Regarding claim 17, Miao discloses wherein the at least one memory and the computer program code are further configured to, with the at least one processor, cause the apparatus at least to perform to:
transmitting, to the one or more devices, the updated one or more local learned models (the server can then transmit the updated global machine learning model to each of the respective computing devices, each of which can subsequently aggregate this updated global machine learning model with the personalized machine learning model already on the respective computing device. A process of aggregation can be performed by each of the computing devices using any of a number of techniques, some of which are described below, paragraph 0017(.,
Regarding claim 18, Miao discloses wherein the one or more devices are members of a predetermined group of devices (In some implementations, a user of a client device has to "opt-in" or take other affirmative action before personalized machine learning can occur, paragraph 00014 – devices belong to a group of devices that are predetermined).

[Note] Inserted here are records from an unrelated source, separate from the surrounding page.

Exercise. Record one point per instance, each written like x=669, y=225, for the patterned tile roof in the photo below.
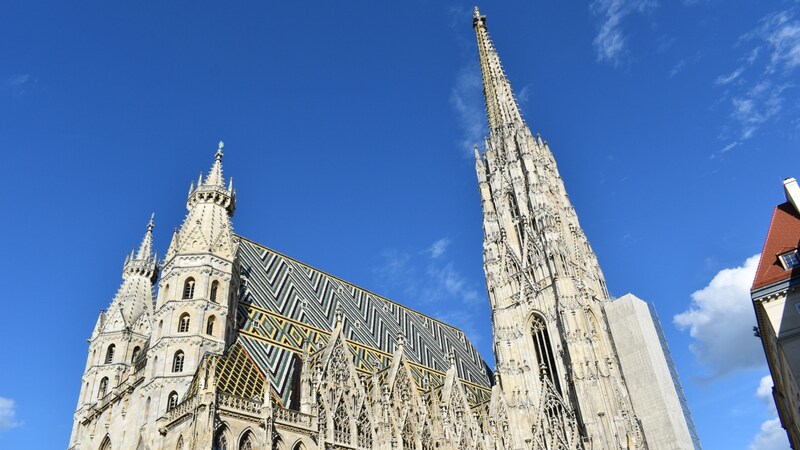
x=286, y=303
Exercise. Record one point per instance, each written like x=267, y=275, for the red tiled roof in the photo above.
x=783, y=235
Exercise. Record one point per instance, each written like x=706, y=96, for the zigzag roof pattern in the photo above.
x=289, y=304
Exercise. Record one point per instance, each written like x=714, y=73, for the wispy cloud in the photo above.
x=8, y=414
x=438, y=248
x=20, y=84
x=755, y=89
x=428, y=278
x=771, y=436
x=720, y=319
x=610, y=41
x=466, y=98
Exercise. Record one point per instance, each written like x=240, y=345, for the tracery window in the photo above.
x=214, y=289
x=103, y=388
x=110, y=354
x=220, y=440
x=364, y=429
x=544, y=350
x=135, y=353
x=183, y=323
x=408, y=436
x=247, y=442
x=188, y=288
x=177, y=361
x=210, y=326
x=341, y=425
x=172, y=401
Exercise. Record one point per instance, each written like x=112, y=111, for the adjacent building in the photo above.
x=650, y=373
x=776, y=299
x=228, y=344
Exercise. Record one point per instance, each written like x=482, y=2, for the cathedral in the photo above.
x=227, y=344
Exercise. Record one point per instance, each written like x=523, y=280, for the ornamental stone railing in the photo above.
x=237, y=403
x=183, y=408
x=291, y=417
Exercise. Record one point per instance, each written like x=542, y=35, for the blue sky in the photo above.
x=348, y=130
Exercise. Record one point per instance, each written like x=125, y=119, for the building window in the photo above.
x=110, y=354
x=177, y=362
x=210, y=326
x=214, y=289
x=220, y=441
x=544, y=351
x=183, y=323
x=103, y=388
x=790, y=260
x=247, y=442
x=188, y=288
x=172, y=401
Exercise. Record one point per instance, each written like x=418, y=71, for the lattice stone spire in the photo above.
x=501, y=106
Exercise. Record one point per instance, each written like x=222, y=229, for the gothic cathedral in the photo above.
x=242, y=347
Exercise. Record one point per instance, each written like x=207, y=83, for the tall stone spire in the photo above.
x=501, y=106
x=135, y=295
x=207, y=227
x=546, y=290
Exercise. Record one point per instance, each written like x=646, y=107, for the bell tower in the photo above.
x=555, y=362
x=195, y=310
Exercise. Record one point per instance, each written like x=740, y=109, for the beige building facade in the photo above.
x=776, y=299
x=227, y=344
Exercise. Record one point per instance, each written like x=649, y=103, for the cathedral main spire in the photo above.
x=501, y=106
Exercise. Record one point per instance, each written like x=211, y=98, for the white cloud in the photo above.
x=466, y=98
x=756, y=88
x=771, y=436
x=427, y=278
x=610, y=40
x=438, y=248
x=8, y=414
x=720, y=320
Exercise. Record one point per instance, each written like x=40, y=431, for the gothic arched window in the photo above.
x=188, y=288
x=183, y=323
x=544, y=350
x=214, y=289
x=177, y=361
x=135, y=353
x=110, y=354
x=364, y=429
x=408, y=436
x=247, y=442
x=220, y=440
x=172, y=400
x=210, y=326
x=103, y=388
x=341, y=425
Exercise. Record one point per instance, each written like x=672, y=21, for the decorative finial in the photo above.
x=218, y=155
x=339, y=316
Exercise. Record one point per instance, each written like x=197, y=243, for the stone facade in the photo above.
x=653, y=383
x=776, y=300
x=246, y=348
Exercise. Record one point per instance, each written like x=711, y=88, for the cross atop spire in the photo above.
x=214, y=177
x=146, y=247
x=501, y=106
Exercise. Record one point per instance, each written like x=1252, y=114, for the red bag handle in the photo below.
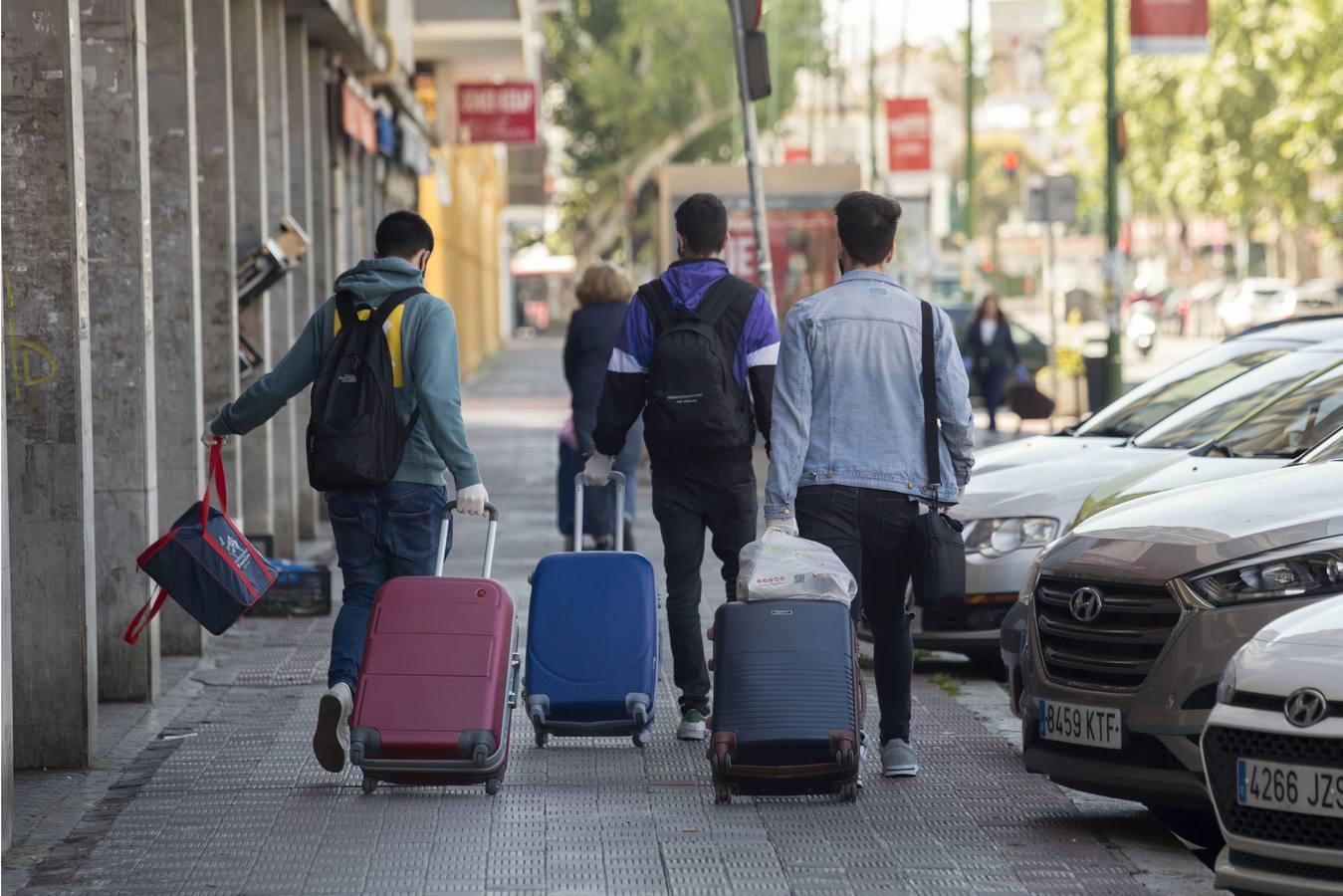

Regarding claim 19, Miao discloses wherein the at least one memory and the computer program code are further configured to, with the at least one processor, cause the apparatus at least to perform: 
identifying from which device each of the plurality of data sets is received from such that the generated local parameters are particular to each of the identified devices (characteristics of machine learning 208A-C change in accordance with particular users of client devices 206A-C. For example, machine learning 208A hosted by client device 206A and operated by a particular user can be different from machine learning 208B hosted by client device 206B and operated by another particular user. Behaviors and/or personal information of a user of a client device are considered for modifying various parameters of machine learning hosted by the client device. Behaviors of the user or personal information collected over a predetermined time can be considered. For example, machine learning 208A can be modified based, at least in part, on historical use patterns, behaviors, and/or personal information of a user of client device 206A over a period of time, such as hours, days, months, and so on. Accordingly, modification of machine learning 208A can continue with time, and become more personal to the particular user of client device 208A. A number of benefits result from machine learning 208A becoming more personal to the particular user. Among such benefits, precision of output of machine learning 208A increases, efficiency (e.g., speed) of operation of machine learning 208A increases, and memory footprint of machine learning 208A decreases, just to name a few example benefits. Additionally or alternatively, users may be allowed to opt out of the use of personal/private information to personalize the machine learning, paragraph 0043).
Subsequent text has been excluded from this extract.